In Phase 2, beginning January 1, 2013, and continuing through December 31, 2014, the Center and the working group will focus on soliciting participation from banks, credit unions, colleges and universities, hospitals and other health care providers, labor unions, private businesses, and municipalities across the state.
In Phase 3, June 1, 2013 and continuing through August 31, 2015, the Center will develop and disseminate educational resource materials; create a dedicated sub-site of the Center's website to provide information for consumers and participants about small dollar fair lending products. Center attorneys and pro bono law firm partners will provide legal support to participants during the design and implementation process. The Center's communications staff will support the working group in developing a media campaign to promote the initiative to target audiences. The Center's policy staff will support the working group by gathering agreed-upon data and charting the campaign's progress.
Mississippi is the nation's poorest state, with nearly 22 percent of residents living at or below the poverty level. The state ranks at the bottom of most indicators of social well-being, including those that measure children's health, literacy, teen pregnancy, income security, opportunity to make a living wage, and access to safe and affordable housing. Mississippi also has the highest percentage of African-Americans in the country (38 percent). Mississippi's legacy of economic injustice has its roots in slavery and in a sharecropping system that practiced predatory lending at the plantation store. The legacy features prominently in public policies that continue to this day to inhibit asset and wealth creation by low and moderate income Mississippians, especially in communities of color.

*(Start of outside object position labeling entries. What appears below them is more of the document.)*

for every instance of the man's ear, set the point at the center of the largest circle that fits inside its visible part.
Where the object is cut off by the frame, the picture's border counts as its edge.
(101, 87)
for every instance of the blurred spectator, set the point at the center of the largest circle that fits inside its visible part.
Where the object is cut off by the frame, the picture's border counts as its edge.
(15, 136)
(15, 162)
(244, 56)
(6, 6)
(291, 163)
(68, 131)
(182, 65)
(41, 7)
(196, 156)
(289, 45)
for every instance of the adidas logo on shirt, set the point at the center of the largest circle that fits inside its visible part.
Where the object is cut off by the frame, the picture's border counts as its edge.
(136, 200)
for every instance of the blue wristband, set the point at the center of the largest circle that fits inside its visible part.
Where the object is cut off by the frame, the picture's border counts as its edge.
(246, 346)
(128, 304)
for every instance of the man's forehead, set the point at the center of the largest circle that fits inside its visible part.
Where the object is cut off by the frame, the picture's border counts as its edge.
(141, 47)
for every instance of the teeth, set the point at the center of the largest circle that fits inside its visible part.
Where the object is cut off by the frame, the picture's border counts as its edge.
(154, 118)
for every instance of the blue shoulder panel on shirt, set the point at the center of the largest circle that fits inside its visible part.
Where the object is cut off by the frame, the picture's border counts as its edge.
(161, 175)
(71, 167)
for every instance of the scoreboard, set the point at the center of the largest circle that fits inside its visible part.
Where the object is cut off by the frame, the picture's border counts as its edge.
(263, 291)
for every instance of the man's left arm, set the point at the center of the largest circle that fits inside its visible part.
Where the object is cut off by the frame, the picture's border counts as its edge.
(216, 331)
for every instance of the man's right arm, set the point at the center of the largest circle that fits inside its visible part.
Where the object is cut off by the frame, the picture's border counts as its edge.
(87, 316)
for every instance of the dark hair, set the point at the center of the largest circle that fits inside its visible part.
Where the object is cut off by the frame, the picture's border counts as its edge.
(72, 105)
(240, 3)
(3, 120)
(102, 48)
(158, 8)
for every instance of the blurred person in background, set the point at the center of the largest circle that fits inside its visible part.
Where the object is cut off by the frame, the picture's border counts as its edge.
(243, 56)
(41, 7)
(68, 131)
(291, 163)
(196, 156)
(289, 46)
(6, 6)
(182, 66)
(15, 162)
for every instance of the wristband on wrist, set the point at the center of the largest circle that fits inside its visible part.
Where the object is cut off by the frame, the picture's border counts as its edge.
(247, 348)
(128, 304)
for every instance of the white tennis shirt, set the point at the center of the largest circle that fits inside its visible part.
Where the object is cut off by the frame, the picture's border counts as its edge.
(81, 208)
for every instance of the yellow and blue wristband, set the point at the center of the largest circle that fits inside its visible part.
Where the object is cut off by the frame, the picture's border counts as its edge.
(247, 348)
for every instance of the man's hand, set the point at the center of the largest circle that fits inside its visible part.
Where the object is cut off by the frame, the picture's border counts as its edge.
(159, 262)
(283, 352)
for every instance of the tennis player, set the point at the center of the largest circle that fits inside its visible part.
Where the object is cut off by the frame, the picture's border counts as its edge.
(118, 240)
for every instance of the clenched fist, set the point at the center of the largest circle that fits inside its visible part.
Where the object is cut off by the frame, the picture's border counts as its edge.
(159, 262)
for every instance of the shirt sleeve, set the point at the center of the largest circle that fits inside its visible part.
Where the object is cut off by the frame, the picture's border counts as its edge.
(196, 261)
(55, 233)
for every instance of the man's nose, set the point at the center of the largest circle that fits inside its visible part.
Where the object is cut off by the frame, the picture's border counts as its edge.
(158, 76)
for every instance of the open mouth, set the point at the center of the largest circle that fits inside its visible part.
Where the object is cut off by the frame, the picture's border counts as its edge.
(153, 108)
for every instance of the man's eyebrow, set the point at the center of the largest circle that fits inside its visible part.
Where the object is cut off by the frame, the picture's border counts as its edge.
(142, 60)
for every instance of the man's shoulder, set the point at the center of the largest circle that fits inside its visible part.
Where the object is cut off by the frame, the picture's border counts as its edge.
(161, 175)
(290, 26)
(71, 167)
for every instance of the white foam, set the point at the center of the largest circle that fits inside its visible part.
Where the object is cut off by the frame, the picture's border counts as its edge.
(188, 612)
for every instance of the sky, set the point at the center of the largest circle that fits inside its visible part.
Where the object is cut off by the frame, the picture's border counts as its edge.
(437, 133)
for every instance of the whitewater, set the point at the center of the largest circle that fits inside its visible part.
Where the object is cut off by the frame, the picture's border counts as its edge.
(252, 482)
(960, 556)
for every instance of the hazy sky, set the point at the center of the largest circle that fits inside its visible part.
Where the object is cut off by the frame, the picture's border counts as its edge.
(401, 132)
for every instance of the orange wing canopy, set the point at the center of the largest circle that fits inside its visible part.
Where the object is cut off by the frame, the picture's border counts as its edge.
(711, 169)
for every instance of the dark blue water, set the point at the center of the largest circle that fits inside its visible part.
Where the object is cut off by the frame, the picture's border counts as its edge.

Mississippi has fewer bank customers per capita than any state in the country. More than 16 percent of the population lacks a checking or savings account, and 25 percent of Mississippians are 'underbanked,' that is, they have an account but continue to rely on predatory financial services, including payday loans, check-cashing services, rent-to-own agreements and pawn shops.
Mississippi has long been targeted by predatory lenders. When payday lending swept the nation in the 1990's, Mississippi enacted a particularly pernicious version authorizing a fee of $22 per $100 for a two-week period, for an annual percentage rate (APR) of 572 percent. Yet Mississippi has not followed the growing national trend of reforming abusive lending practices. In 2009, the payday industry was a $1.2 billion enterprise in the state, collecting more than $270 million in fees from Mississippi borrowers. Mississippi leads the nation in the per capita concentration of payday lending stores.